A moderately strong earthquake cracked buildings and knocked televisions and glassware from tables Tuesday in a central Philippine province, injuring at least 10 people and sending others rushing outside in panic, officials said.
The quake came a month after 58 people died in a quake on another Philippine island.
Renato Solidum of the Philippine Institute of Volcanology and Seismology said the quake with a preliminary magnitude of 5.2 struck Tuesday morning and was centered at sea just two miles (three kilometers) north of Masbate City on the island province of Masbate.
The quake, which was caused by movement in a local fault, was felt in nearby provinces.
Masbate City Mayor Socrates Tuason told The Associated Press by telephone that there were no reports of major damage, and power and communications were not affected by the temblor in his hillside city of 90,000 people.
But the quake caused an abandoned three-story building to collapse and shattered glass windows in houses and other buildings, at least two of which were cleared of people and cordoned off by police while government engineers checked their stability. Large numbers of people rushed out of homes, offices, hospitals and schools and stayed in the streets as a number of aftershocks rattled nerves after the quake.

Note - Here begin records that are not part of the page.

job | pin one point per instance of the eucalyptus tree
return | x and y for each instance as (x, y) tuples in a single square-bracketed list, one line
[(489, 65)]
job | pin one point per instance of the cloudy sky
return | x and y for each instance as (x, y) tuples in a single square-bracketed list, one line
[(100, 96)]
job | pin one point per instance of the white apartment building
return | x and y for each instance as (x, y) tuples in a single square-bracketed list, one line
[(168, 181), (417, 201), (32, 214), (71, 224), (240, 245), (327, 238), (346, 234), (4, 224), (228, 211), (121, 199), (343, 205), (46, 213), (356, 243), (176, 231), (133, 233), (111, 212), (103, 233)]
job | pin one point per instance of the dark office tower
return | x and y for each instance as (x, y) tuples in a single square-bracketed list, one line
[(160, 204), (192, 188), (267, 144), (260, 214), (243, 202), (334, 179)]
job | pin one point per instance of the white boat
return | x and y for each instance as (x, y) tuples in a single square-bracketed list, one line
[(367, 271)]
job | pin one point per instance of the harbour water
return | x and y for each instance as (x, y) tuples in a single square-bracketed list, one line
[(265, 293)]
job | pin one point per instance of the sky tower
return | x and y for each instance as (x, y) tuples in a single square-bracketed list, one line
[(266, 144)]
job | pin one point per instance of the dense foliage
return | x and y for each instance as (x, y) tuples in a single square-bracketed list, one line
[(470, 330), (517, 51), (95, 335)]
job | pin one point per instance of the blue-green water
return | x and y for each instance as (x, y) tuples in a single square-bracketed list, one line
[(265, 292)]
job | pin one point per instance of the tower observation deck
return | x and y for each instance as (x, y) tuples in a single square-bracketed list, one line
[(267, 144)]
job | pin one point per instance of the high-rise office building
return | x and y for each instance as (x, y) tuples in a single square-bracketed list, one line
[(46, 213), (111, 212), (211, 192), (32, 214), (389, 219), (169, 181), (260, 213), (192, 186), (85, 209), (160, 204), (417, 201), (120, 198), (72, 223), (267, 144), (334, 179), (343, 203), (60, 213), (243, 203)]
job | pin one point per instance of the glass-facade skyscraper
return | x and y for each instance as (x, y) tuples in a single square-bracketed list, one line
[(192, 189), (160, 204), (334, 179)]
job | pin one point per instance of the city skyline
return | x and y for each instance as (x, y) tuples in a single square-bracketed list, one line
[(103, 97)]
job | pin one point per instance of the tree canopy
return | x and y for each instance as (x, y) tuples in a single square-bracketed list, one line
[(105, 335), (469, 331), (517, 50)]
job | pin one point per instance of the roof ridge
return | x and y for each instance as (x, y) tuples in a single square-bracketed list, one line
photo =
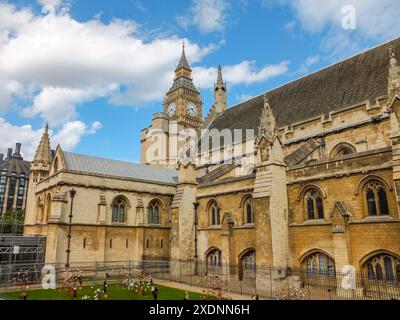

Several restaurants, shops and banks also had visible cracks and did not open Tuesday, officials said.
At least 10 people were slightly injured by falling objects and collapsing walls, officials said.
"I was having breakfast with my wife when everything started to shake. The TV set and glasses fell off the table," Tuason said. "When I got out, I saw all the people in the community were on the streets."
Disaster-response and first aid teams were deployed across the city, Tuason said.
Classes in all schools were suspended as buildings were checked for damage, he said, adding that he had called an emergency meeting to deal with any contingency.
Officials of Masbate, about 220 miles (350 kilometers) southeast of Manila, led earthquake drills in schools and offices just last week after a magnitude-6.9 quake left 58 people dead, 60 others missing and displaced more than 200,000 on nearby Negros island on Feb. 6.
Leo Jasareno, who heads a government agency that produces hazard maps for communities, said Tuesday's earthquake should serve as the latest warning for thousands of people to stop ignoring advice to immediately evacuate from more than 7,000 mountain villages nationwide that are prone to landslides set off by earthquakes or storms.
Several residential areas also dangerously sit on and near active fault zones, including in metropolitan Manila, but people have ignored the risks, officials said.
The Philippines is in the so-called Pacific "Ring of Fire," where earthquakes and volcanic activity are common. The damage and casualties are compounded by poor construction in violation of building codes in the impoverished nation.
In 1990, a magnitude-7.7 quake killed nearly 2,000 people in northern Luzon region.